Plus, it is very hard to focus on school when you have no food. Have you ever spent a busy school day without a good meal? Imagine that this happens to someone every day.

On top of that, Burger King or McDonald’s is oftentimes the cheapest option for a full meal. According to an article in a British Medical Journal, eating unhealthy food will save you $550 per year. This leaves the population with medical conditions like diabetes, heart disease and high blood pressure.

Now the sick, hungry and uneducated populace must also worry about how to find a way to purchase the life-saving drugs they need in a world where insulin for a month will cost them at least $600 at retail price in America. Ironically, the patent for insulin was sold for $1 by the scientists who created it, because they saw it as a life-saving drug that should be accessible to all. 

I was recently searching for a new insurance plan because I make too much money now to receive assistance, even though I completely support myself with a full time school schedule in expensive New Jersey. The catastrophe plans I encountered were appalling. $200 a month for a plan that only covers 20 percent of a primary care doctor visit, after you reach a deductible of $7,000 was presented to me as a possibility. As a woman on a few necessary medications, this was simply not an option.

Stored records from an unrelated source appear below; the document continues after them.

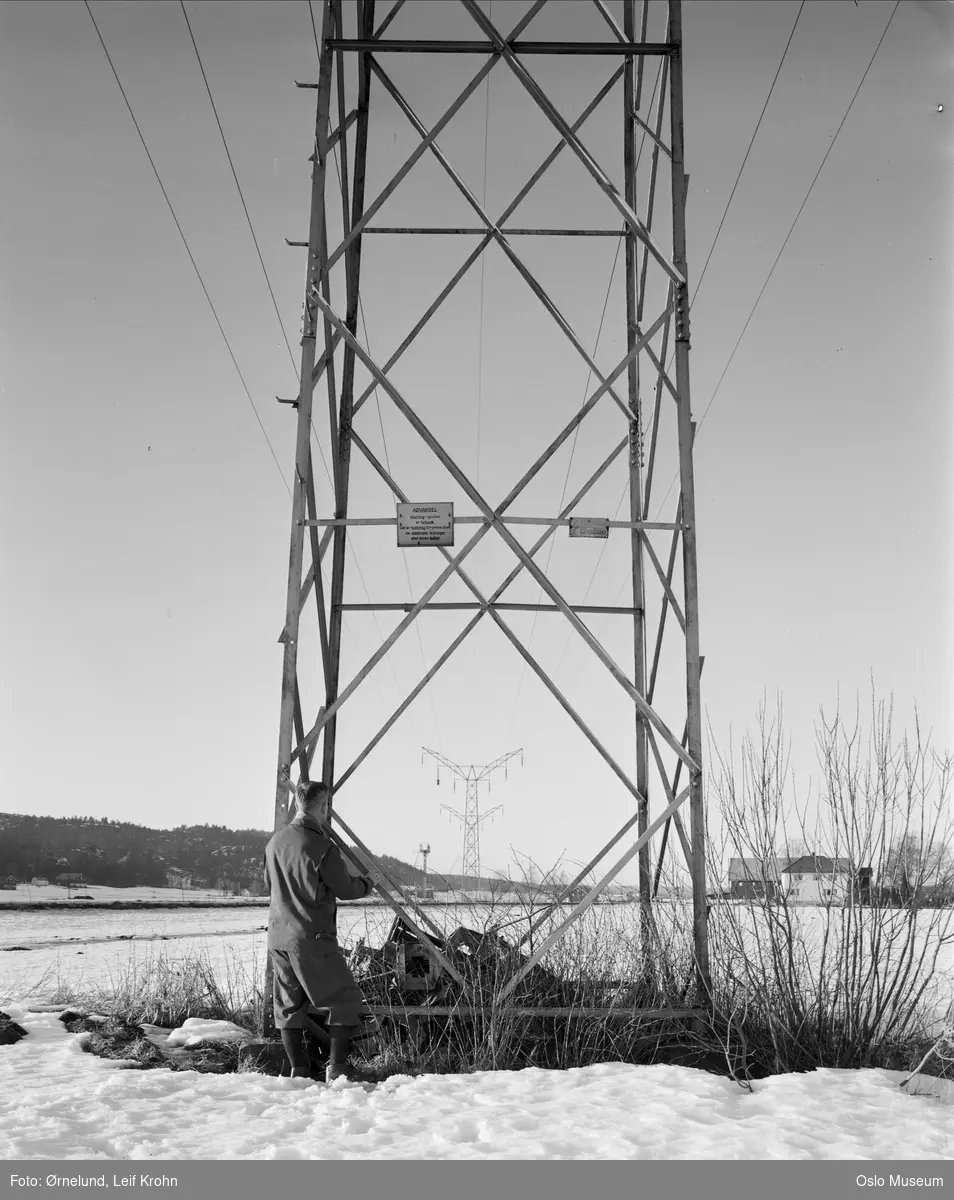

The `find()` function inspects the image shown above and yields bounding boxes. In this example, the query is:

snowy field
[0,1006,954,1174]
[0,889,954,1020]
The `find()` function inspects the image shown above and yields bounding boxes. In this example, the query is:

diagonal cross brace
[348,434,643,803]
[326,0,546,271]
[461,0,686,284]
[494,787,690,1004]
[372,62,638,421]
[343,67,628,427]
[308,286,701,773]
[292,304,668,762]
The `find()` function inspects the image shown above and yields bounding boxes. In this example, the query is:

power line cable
[307,0,440,740]
[179,0,334,506]
[696,0,805,309]
[510,60,665,705]
[83,0,292,497]
[179,0,298,374]
[656,0,901,520]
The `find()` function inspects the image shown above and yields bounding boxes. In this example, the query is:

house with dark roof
[728,858,788,900]
[781,854,871,905]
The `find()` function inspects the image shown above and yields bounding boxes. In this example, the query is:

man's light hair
[295,782,331,818]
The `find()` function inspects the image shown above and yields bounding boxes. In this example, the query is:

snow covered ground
[0,1006,954,1160]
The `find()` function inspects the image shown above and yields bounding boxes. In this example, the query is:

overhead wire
[590,0,900,696]
[309,0,440,737]
[544,0,805,686]
[656,0,901,520]
[83,0,292,497]
[179,0,383,710]
[179,0,331,496]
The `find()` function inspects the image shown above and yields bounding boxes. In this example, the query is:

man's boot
[281,1030,312,1079]
[325,1025,352,1084]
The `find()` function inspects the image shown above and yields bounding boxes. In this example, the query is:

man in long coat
[265,782,373,1082]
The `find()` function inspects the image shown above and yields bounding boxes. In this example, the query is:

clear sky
[0,0,954,880]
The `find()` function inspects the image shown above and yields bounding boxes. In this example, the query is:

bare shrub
[709,702,954,1073]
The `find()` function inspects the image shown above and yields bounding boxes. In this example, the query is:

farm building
[781,854,871,904]
[728,858,788,900]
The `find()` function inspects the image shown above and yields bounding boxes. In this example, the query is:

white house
[780,854,860,904]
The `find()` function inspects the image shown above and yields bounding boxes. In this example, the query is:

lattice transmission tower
[422,746,523,887]
[275,0,708,1000]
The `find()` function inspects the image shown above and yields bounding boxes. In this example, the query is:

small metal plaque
[397,500,454,546]
[570,517,610,538]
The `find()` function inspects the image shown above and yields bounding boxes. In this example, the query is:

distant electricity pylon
[421,746,523,880]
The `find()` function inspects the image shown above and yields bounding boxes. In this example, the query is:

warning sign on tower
[397,500,454,546]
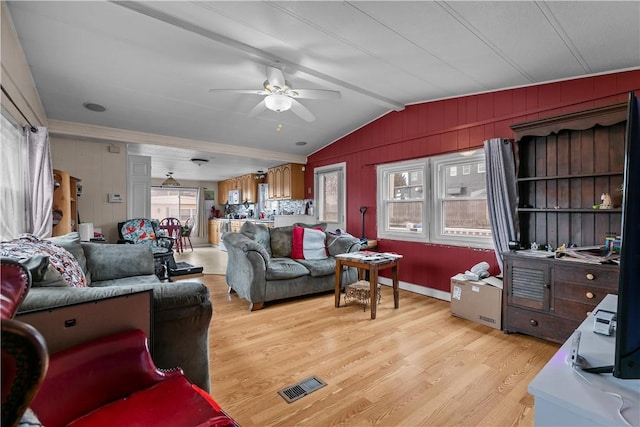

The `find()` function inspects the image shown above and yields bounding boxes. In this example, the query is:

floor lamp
[360,206,367,240]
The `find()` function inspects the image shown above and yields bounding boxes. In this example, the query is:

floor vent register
[278,376,327,403]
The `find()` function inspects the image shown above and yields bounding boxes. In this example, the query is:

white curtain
[0,114,28,241]
[484,138,518,274]
[192,187,209,237]
[24,127,53,238]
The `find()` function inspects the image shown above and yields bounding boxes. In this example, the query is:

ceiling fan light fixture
[191,157,209,166]
[162,172,180,187]
[264,93,291,113]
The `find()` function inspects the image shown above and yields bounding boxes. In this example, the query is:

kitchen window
[151,187,198,225]
[314,163,346,230]
[377,150,492,248]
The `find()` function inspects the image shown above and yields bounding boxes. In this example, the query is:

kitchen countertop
[209,218,273,224]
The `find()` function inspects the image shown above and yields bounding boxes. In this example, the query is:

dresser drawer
[553,282,618,310]
[553,299,596,323]
[553,263,618,293]
[504,306,584,343]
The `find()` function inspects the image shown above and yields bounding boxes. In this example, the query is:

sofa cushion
[293,222,327,231]
[291,225,327,260]
[20,255,68,288]
[265,258,311,280]
[269,225,293,258]
[298,257,336,277]
[47,231,91,286]
[82,243,155,286]
[240,221,271,256]
[0,233,87,287]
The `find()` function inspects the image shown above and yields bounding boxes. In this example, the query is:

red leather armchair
[0,258,238,427]
[31,330,236,427]
[0,258,49,426]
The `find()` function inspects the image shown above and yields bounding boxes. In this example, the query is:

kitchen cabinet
[267,163,304,200]
[502,103,627,343]
[51,169,81,236]
[218,173,258,204]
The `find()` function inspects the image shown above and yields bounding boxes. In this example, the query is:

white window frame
[377,159,430,242]
[429,150,493,249]
[377,150,493,249]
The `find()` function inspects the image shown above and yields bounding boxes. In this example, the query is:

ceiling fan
[209,66,341,122]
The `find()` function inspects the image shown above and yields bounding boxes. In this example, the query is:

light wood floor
[203,275,558,427]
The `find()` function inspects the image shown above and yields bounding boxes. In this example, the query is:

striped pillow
[291,226,328,259]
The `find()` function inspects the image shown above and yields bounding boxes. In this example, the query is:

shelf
[518,208,622,213]
[517,171,624,182]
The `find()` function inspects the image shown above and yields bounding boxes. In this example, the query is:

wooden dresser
[502,253,619,343]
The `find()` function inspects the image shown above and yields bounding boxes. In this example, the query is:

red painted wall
[305,70,640,292]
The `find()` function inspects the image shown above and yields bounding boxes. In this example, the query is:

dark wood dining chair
[160,217,183,253]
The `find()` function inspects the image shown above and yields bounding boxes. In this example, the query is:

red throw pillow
[291,226,328,259]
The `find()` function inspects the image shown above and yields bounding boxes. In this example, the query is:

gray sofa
[7,233,212,391]
[222,222,361,311]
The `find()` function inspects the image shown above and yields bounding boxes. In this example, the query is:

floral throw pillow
[0,233,87,287]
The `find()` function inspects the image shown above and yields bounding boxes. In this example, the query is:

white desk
[529,295,640,427]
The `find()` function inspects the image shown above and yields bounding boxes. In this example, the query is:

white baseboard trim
[378,277,451,302]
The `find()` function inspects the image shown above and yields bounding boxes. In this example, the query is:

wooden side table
[335,254,400,319]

The first plan I encountered with a “regular” deductible of $2,000 that covered primary care visits with a $50 copay was priced at $400 a month. 

As I contemplated how I could take on this new bill, I seriously considered dropping out of school, taking on exotic dancing or having my parents reach into their dwindling retirement fund. By the way, my parents also cannot afford insurance of their own. It all seemed very hopeless to me.

I called the specialty pharmacy to ask what my medication would cost without insurance. A 30 day supply would cost me over $3,000.

Luckily, a friend told me to call the Marketplace hotline to see if something was wrong. When I called, I asked why my bill was so high when I was a single woman going to school with no assistance. This is when I was informed that the reason I was being charged so much was because my reported income would not earn me a tax credit that could be applied to the premium.

I paused to take in this information. “Are you telling me I don’t make enough money to get help paying for my insurance,” I asked.

The operator said an uncomfortable yes, and let me know the amount I would have to make to get a tax credit.

Since I am a bartender, I never quite know what I will make, but I had reported just shy of what I would need to make to receive a tax credit. A small change to the application and I received the credit toward my premium.

There is a catch. If a person does not quite make what they report and they do not get a tax credit, they may owe all that money at the end of the year.

America has many citizens living in this cycle. They do not make enough for tax credits on their premiums, or to live decent lives, but they make too much for government assistance. This is happening all over the country. People are dying because they cannot afford the bill for a doctor’s office.

In 2017, the story of a young man’s struggle saddened the nation.

As the BBC reports, “The most famous case, perhaps, was 26-year-old Alec Smith, who died in 2017 less than a month after he aged out of his mother’s health insurance plan. Despite working full-time making more than minimum wage, he could not afford to buy new insurance or pay the $1,000 a month for insulin without it.”

Insurance only insures that the average American will suffer hardships to afford medications and services that are free in other countries. The plans that are being offered for purchase are not even worth having. A three day hospital visit averages to about $30,000 in America. A 20 percent coinsurance with a $7,000 deductible means you are paying $25,400 out of pocket. It is definitely unrealistic to expect someone working 40 hours a week at the national minimum wage to afford this, saying that they make a grand total of 15,080 a year, before taxes.

These are things many Americans know, but these factors all combine in a way that displays a bleak future for the American people, if the system continues to be accepted as “just the way it is.”